Partnerships and limited liability companies should begin thinking about addressing the issues presented by the new partnership law in their agreements, even if further changes will be necessary once regulations are issued.
Many partnership and limited liability agreements provide that the partnership or limited liability company taxed as a partnership will deliver K-1s electronically. Some provide that partners and members are consenting to this delivery by signing the agreement. Is this sufficient to comply with the requirements to deliver a K-1 to partners and members?
Unfortunately, it is not. In order to avoid the significant penalties that may apply if K-1s are not delivered to partners of partnerships and members of limited liability companies, the partnership or limited liability company must receive consent electronically to the electronic delivery of K-1s. That electronic consent must demonstrate that the partner or member can access the electronic format in which the K-1s are delivered. If consent to electronic delivery is received in paper form, then an additional confirmation of that consent must be received in a manner that demonstrates that the partner or member can access the electronic format in which the K-1s will be delivered.
Thus, if consent to electronic delivery is received in paper form, then an additional electronic confirmation of that consent is still needed. Based on the rules, it appears that a consent given when accessing the secure website to download or print the K-1s should be sufficient.
The rules also require that, if the electronic method of delivery changes materially, new consent to electronic delivery is required in a manner that demonstrates that the partner or member can access the new method. It is not clear what amounts to a material change, but, if the partnership or limited liability company is in any doubt regarding it, obtaining a new consent when accessing the system makes sense. It may be more practical to simply obtain consent each year. The partnership or limited liability company must also inform the partners or members of how to print the K-1s and of the date when the K-1s will no longer be available on the website.
Additionally, the rules require that partners or members be able to withdraw consent and that the partnership or limited liability company will then be required to deliver paper K-1s. Partners and members must be informed that, if they do not consent or if they withdraw consent, paper K-1s will be provided. Even electronic K-1s must provide all required information and comply with all the instructions and rules applicable to substitute K-1s. Further, the partnership or limited liability company must provide notice when the K-1s are available. If the notice is delivered via email and is returned as undeliverable, paper notice must be provided within 30 days.
Therefore, although electronic delivery of K-1s is permitted, certain rules must be followed in order to avoid penalties for failing to deliver K-1s.
New Audit Rules
Beginning in 2018, new audit rules will apply to partnerships and limited liability companies taxed as partnerships. The default under these new rules will be that the partnership or limited liability company will pay any tax assessed on audit. We have been waiting for the regulations implementing this new law, and many of those proposed regulations were issued in late January. However, the proposed regulations were then promptly withdrawn as part of the Trump administration’s freeze on new regulations. At this time, it is unclear when those regulations will be reissued or if replacement regulations will be issued.

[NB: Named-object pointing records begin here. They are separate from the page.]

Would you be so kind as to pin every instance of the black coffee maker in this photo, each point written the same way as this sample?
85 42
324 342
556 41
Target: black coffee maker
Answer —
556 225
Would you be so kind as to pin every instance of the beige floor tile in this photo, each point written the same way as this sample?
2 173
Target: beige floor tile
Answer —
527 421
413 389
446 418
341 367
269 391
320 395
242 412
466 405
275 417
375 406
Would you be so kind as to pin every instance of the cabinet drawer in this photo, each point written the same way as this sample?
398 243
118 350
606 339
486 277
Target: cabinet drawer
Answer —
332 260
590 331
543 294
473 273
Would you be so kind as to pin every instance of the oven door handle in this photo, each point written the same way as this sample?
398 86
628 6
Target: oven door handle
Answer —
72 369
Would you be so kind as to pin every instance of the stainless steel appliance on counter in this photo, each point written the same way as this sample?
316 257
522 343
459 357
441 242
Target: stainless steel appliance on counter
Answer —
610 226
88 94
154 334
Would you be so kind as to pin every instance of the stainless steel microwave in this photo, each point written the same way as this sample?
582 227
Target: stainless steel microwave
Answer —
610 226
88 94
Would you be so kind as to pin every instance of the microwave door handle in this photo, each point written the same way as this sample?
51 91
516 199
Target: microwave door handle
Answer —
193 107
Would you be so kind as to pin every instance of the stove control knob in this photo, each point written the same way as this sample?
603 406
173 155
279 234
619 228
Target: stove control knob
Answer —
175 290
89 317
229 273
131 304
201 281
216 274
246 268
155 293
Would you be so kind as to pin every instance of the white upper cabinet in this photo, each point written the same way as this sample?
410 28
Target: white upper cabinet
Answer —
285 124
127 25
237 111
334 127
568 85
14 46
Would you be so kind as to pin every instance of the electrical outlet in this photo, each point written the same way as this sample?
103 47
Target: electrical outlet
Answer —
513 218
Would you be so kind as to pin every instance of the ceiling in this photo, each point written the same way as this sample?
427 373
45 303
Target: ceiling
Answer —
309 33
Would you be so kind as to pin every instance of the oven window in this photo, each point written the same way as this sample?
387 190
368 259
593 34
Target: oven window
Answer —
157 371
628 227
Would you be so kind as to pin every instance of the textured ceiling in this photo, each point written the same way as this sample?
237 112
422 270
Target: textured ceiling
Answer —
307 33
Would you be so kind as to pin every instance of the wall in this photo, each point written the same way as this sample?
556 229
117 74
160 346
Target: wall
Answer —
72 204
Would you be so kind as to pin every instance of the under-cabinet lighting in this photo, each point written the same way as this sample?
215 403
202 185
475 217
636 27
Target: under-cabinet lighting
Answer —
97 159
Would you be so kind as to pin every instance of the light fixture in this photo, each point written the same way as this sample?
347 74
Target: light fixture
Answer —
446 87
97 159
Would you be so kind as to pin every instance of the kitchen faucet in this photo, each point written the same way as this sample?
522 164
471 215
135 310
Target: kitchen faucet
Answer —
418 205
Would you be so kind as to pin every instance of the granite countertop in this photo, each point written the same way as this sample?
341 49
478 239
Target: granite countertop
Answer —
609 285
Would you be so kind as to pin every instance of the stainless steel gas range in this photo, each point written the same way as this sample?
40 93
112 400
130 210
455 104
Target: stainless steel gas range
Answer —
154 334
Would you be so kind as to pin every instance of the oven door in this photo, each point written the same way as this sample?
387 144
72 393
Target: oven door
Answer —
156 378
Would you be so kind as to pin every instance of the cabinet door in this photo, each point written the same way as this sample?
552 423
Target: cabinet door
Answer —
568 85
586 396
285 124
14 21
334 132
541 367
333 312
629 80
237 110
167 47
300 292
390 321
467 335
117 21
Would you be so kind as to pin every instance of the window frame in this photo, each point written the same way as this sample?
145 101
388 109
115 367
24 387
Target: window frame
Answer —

One item that the proposed regulations reserved on, and sought comments regarding, was whether partnerships could elect to issue “statements” that are essentially amended K-1s through multiple tiers of partnerships. If these types of “statements” were allowed and a partnership undergoes an audit resulting in an assessed adjustment, that partnership could elect to issue statements to its partners, rather than paying the tax due at the partnership level. One potential result of this method is that the partners would pay a higher tax. However, if that partnership has other partnerships or limited liability companies as its partners, the now-withdrawn proposed regulations did not permit the partnership-partner to itself issue statements. Instead, comments were being sought regarding this issue. The IRS and the Department of the Treasury are concerned about the costs and effects on compliance of permitting statements to be issued through tiers of passthrough entities. Thus, this remains an issue for tiered partnership structures.
As it is not clear when proposed regulations will be issued, and the effective date of the law is fast approaching, partnerships and limited liability companies should begin thinking about addressing the issues presented by the new partnership law in their agreements, even if further changes will be necessary once regulations are issued. One way to deal with the partnership’s or limited liability company’s paying the tax may be through the same mechanism that the entity currently uses to deal with required withholding taxes. It may make sense to wait a few more months before implementing any changes, however, in the hope that regulations will be issued in that time period, unless the entities subject to the new law are already in the process of creating or amending their agreements.